You ask where will all the new $8 an hour workers live? They will live where they live now. In rentals. They are already priced out. 5000 new $8 an hour workers moving to Reno is not going to do much to the price of homes in Arrowcreek. And as you correctly point out, its basically impossible for $15 an hour workers to afford a median priced house. 5000 new $15 an hour workers moving to Reno isn’t going to do much to the prices in Arrowcreek either.
So here is my Ignoramus question: If, as the realtor industry says, prices will continue to rise (Dickson Realty says up to 9% in 2006), is there a point, somewhere, when there just won’t be enough buyers to pay these prices? If the median rises to $400,000 a year from now,and then to $440,000 in 2008, and then to $490,000 in 2009 what difference does it make how many $8 an hour or $15 a hour workers are coming to Reno?
But lets wait and see what the monopoly money lenders come up with to keep the feedback loop going. They are low on options at this point, pretty much having exhausted most ways of making loans to people who cannot afford them. Perhaps this: a mortgage loan that requires no payment at all. Maybe we can start selling houses the way Mor Furniture sells beds. You know, nothing down and no payments until 2010. Imagine what THAT would do to move values ever upward! Whole contingents of $15 an hour Wal Mart workers can go to cocktail parties and drink the kool aid and talk about how the house across the street just sold for $40,000 more than they paid.
And so, now we have rising interest rates, federal regulators looking very closely at the monopoly money industry (although they still have kiosks in local shopping malls), bigger and bigger inventories, and a re-set time bomb ticking away. And the flippers have left the building. Whatever portion of the buying population they constituted in the past years is now gone. They are now sellers.
I do, however, feel sorry for the honest buyers who went into the market with a “make it” loan who got outbid by a flipper with a “state it” loan. They never realized what they were up against.

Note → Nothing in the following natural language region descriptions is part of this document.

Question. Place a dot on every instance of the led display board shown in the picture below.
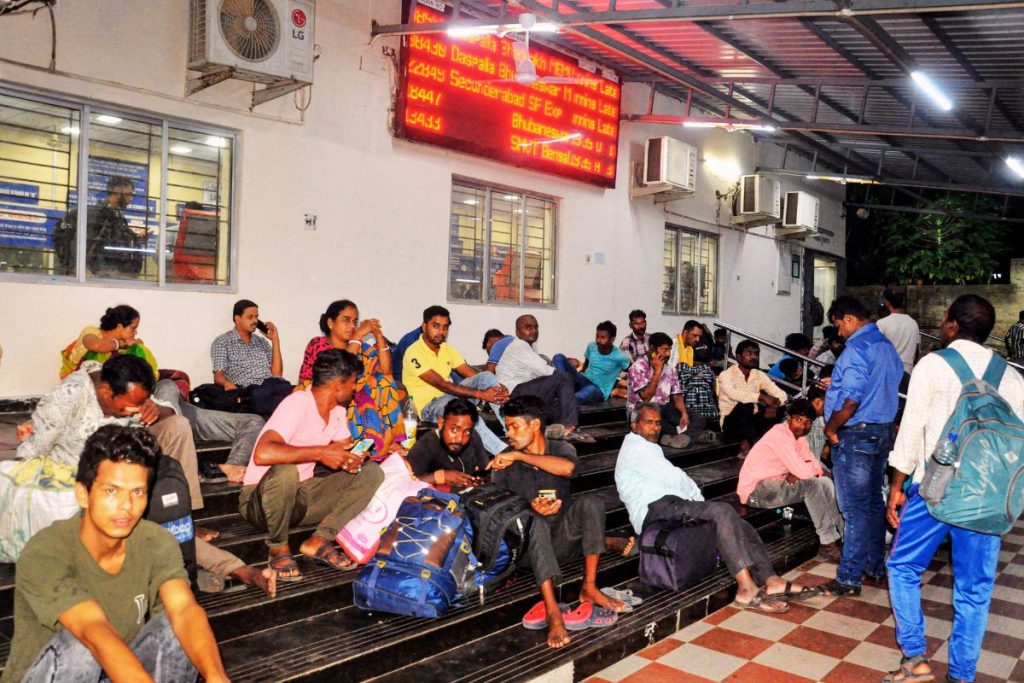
(459, 93)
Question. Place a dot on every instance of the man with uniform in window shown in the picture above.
(113, 249)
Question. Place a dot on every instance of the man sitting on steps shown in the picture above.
(540, 470)
(652, 488)
(280, 491)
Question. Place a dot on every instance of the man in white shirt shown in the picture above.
(652, 488)
(899, 328)
(933, 395)
(526, 373)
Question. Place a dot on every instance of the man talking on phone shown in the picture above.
(280, 491)
(452, 456)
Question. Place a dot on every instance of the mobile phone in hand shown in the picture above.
(365, 445)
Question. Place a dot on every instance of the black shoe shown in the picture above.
(839, 589)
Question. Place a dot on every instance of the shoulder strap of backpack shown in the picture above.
(993, 374)
(956, 361)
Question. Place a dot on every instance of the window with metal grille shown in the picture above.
(689, 283)
(502, 246)
(159, 200)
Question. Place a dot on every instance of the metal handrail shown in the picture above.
(806, 360)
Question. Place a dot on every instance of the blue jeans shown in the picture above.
(65, 658)
(974, 557)
(858, 470)
(433, 411)
(587, 392)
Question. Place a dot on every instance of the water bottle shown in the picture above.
(410, 420)
(940, 470)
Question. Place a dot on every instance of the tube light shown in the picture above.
(932, 90)
(1017, 166)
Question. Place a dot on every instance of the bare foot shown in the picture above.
(557, 635)
(265, 581)
(620, 544)
(236, 473)
(591, 593)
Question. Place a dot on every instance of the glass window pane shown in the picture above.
(466, 244)
(124, 179)
(199, 197)
(506, 221)
(540, 257)
(687, 272)
(38, 169)
(669, 272)
(709, 275)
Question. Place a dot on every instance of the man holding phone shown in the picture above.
(279, 489)
(243, 359)
(453, 455)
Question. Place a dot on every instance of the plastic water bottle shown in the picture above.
(410, 420)
(939, 472)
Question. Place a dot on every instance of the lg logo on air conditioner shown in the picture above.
(298, 20)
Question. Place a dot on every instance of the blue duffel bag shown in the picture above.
(422, 559)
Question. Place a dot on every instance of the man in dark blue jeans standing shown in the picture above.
(860, 404)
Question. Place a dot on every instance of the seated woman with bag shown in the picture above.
(376, 409)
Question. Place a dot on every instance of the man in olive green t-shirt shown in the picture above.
(107, 591)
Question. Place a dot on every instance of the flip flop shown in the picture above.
(626, 595)
(788, 594)
(537, 617)
(598, 617)
(760, 603)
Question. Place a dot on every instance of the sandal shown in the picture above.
(286, 566)
(905, 672)
(537, 617)
(331, 555)
(760, 602)
(788, 594)
(596, 617)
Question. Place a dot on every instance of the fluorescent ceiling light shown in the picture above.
(932, 90)
(1016, 165)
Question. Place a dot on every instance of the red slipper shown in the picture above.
(579, 616)
(537, 617)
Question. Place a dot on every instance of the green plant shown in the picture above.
(947, 247)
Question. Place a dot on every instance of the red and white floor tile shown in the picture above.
(834, 640)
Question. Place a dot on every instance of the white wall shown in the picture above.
(382, 204)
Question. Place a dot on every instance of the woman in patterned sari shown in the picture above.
(376, 410)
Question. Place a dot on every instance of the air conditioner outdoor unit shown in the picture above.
(760, 201)
(801, 216)
(263, 41)
(669, 166)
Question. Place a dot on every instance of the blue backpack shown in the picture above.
(986, 492)
(422, 560)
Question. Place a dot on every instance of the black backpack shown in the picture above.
(500, 520)
(170, 506)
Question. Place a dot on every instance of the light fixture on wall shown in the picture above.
(926, 84)
(730, 124)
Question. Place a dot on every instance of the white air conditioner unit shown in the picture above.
(263, 41)
(801, 216)
(669, 166)
(760, 201)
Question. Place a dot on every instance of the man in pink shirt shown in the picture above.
(780, 470)
(279, 489)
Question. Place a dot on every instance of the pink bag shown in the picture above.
(361, 535)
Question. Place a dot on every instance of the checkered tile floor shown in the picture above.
(835, 640)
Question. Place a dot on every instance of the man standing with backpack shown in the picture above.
(934, 397)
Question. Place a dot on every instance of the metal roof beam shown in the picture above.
(730, 11)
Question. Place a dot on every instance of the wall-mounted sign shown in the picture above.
(460, 93)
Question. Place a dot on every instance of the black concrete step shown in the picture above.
(513, 653)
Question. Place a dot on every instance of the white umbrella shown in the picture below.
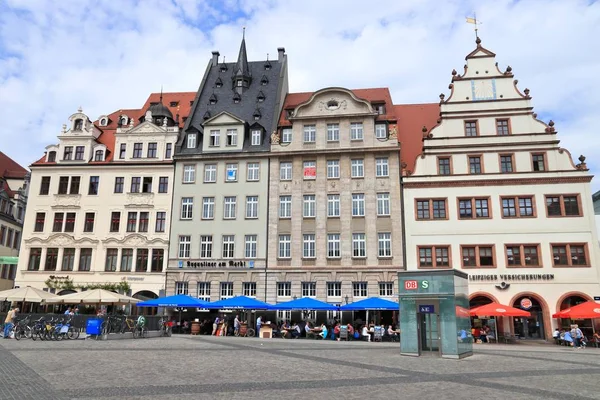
(95, 296)
(28, 294)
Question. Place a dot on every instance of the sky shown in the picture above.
(104, 55)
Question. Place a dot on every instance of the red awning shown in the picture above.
(498, 310)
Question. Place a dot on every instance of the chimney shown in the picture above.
(215, 61)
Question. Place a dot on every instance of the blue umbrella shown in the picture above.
(180, 300)
(305, 303)
(239, 303)
(372, 303)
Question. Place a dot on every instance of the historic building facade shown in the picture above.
(492, 194)
(14, 188)
(334, 215)
(219, 233)
(101, 200)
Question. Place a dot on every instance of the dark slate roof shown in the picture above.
(245, 109)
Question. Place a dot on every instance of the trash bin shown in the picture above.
(93, 326)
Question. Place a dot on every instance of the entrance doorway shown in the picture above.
(531, 327)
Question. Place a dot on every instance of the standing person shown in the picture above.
(9, 321)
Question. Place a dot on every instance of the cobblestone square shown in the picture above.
(246, 368)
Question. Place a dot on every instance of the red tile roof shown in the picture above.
(411, 120)
(107, 137)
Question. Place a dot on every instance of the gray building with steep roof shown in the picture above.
(220, 206)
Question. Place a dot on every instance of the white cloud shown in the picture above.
(55, 56)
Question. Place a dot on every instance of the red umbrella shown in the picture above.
(498, 310)
(589, 309)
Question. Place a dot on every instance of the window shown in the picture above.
(333, 205)
(45, 185)
(231, 172)
(131, 221)
(356, 131)
(285, 171)
(478, 256)
(506, 163)
(563, 205)
(284, 289)
(68, 259)
(206, 246)
(518, 207)
(161, 220)
(181, 288)
(63, 185)
(119, 183)
(208, 208)
(126, 260)
(147, 184)
(359, 245)
(138, 148)
(152, 148)
(229, 211)
(163, 184)
(70, 222)
(539, 162)
(333, 245)
(285, 246)
(256, 135)
(309, 289)
(310, 133)
(210, 173)
(444, 166)
(502, 127)
(333, 132)
(187, 207)
(475, 164)
(226, 290)
(250, 246)
(434, 256)
(79, 150)
(357, 168)
(383, 204)
(115, 221)
(333, 169)
(51, 259)
(191, 142)
(144, 217)
(88, 225)
(231, 137)
(249, 289)
(359, 289)
(136, 182)
(251, 206)
(185, 243)
(189, 173)
(569, 255)
(522, 256)
(112, 256)
(358, 205)
(285, 206)
(308, 246)
(309, 208)
(334, 289)
(286, 135)
(471, 128)
(253, 171)
(68, 154)
(35, 257)
(466, 207)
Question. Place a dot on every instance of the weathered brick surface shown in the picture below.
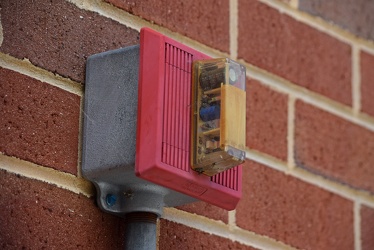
(292, 211)
(354, 16)
(207, 210)
(293, 50)
(333, 147)
(367, 227)
(58, 36)
(39, 122)
(204, 21)
(177, 236)
(266, 120)
(367, 82)
(36, 215)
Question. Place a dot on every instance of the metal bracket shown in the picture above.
(109, 137)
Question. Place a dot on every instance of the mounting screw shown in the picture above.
(111, 199)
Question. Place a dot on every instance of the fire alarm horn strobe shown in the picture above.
(139, 124)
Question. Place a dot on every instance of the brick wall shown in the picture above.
(308, 181)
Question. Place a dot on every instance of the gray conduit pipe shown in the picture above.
(141, 232)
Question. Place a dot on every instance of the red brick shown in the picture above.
(36, 215)
(354, 16)
(39, 122)
(176, 236)
(294, 212)
(204, 21)
(207, 210)
(333, 147)
(58, 36)
(367, 228)
(367, 82)
(293, 50)
(266, 120)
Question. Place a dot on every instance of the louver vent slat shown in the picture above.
(177, 99)
(228, 178)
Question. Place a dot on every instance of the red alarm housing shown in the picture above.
(163, 146)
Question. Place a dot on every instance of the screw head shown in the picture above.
(110, 199)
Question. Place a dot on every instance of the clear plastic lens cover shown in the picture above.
(218, 136)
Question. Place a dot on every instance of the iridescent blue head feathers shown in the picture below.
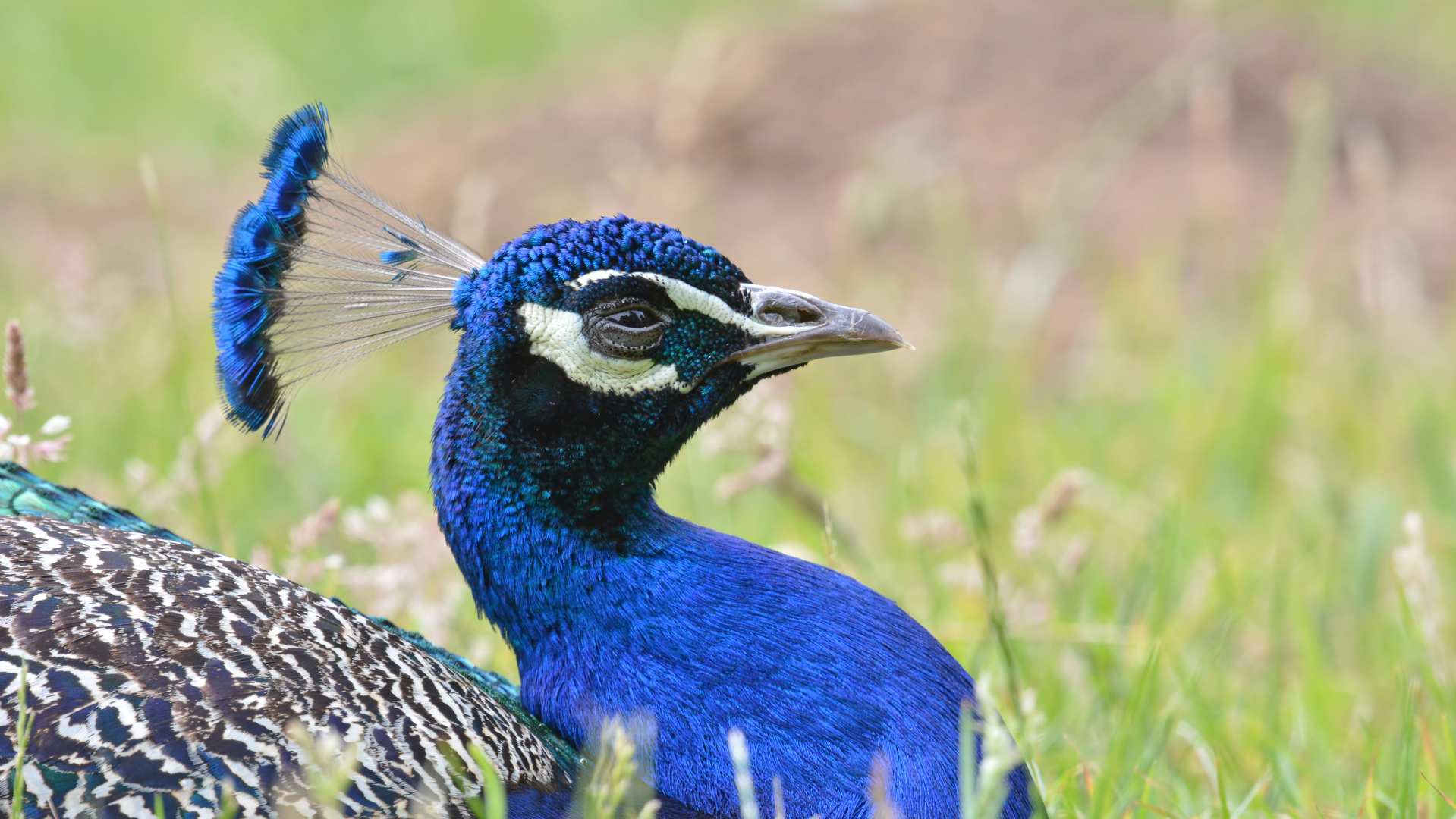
(319, 271)
(611, 310)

I agree with you that it is a good time to be a buyer. But I sense that a lot of buyers think it will be an even better time six months from now, or even a year from now. All those $400K-$500K houses sitting out there in South Meadows. Go up to Sierra Canyon in Somersett and see all the flippers competing with each other, and with the developer, to snag buyers. Prices are going to go up 9%??? Prices are even going to stagnate??
Or are there going to be so many Bay Area cashed out equity drenched multi-millionaires escaping to Reno who will judge our prices to be so dirt cheap that all will be well?